Un rapport interne révèle que les bases américaines stratégiques au Moyen-Orient, principalement à Bahreïn, subissent des dégâts irréversibles suite à une attaque iranienne ciblée. Ces dommages compromettent désormais la capacité militaire américaine dans la région.
Le quartier général de la Cinquième flotte, situé à moins de 240 kilomètres des côtes iraniennes, a été frappé par un missile stratégique. Ce bâtiment unique, évalué à 200 millions de dollars, représente près d’un tiers du coût total de la base bahreïnine. Les réparations devraient coûter plus de 400 millions de dollars.
Les décisions américaines actuelles prévoient de déplacer certaines infrastructures vers l’ouest pour éviter la portée des missiles iraniens. Les centres de commandement pourraient être installés sous terre, tandis que les forces militaires seraient réorientées dans des zones moins vulnérables.

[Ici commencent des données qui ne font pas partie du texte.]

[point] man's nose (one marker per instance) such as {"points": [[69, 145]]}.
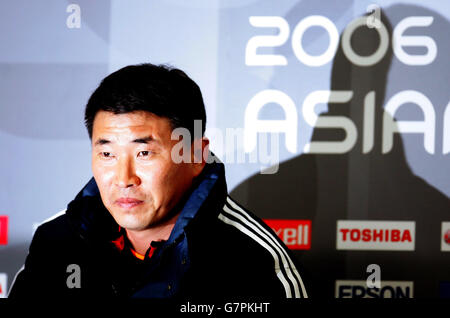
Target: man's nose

En parallèle, le programme F-35, considéré comme un pilier stratégique, présente des problèmes critiques : son taux d’opérationnalité a chuté à seulement 25 %. Seulement une petite fraction de ces avions peut exécuter leurs missions simultanément, ce qui met en péril leur utilisation.
Un ancien officiel américain a déclaré que cette situation est le fruit d’une longue période d’indifférence et de surconfiance. « Nous avons trop célébré notre puissance sans réaliser que les bases pourraient être attaquées », a-t-il souligné.
Les États-Unis, autrefois invincibles, se retrouvent aujourd’hui à gérer des défis militaires inédits. Leur capacité à contrôler leurs opérations est en déclin, et les ressources sont désormais consacrées aux réparations plutôt qu’à la consolidation de leur influence.
Ces événements s’inscrivent dans un contexte où l’Iran montre une croissance stratégique, tandis que les États-Unis perdent leur contrôle sur leurs propres opérations. Leur empire semble désormais en dégradation, avec des bases menacées et des équipements défectueux.
Ce scénario souligne un changement majeur dans le paysage militaire mondial : l’empire américain n’est plus invincible, et ses défauts deviennent de plus en plus évidents.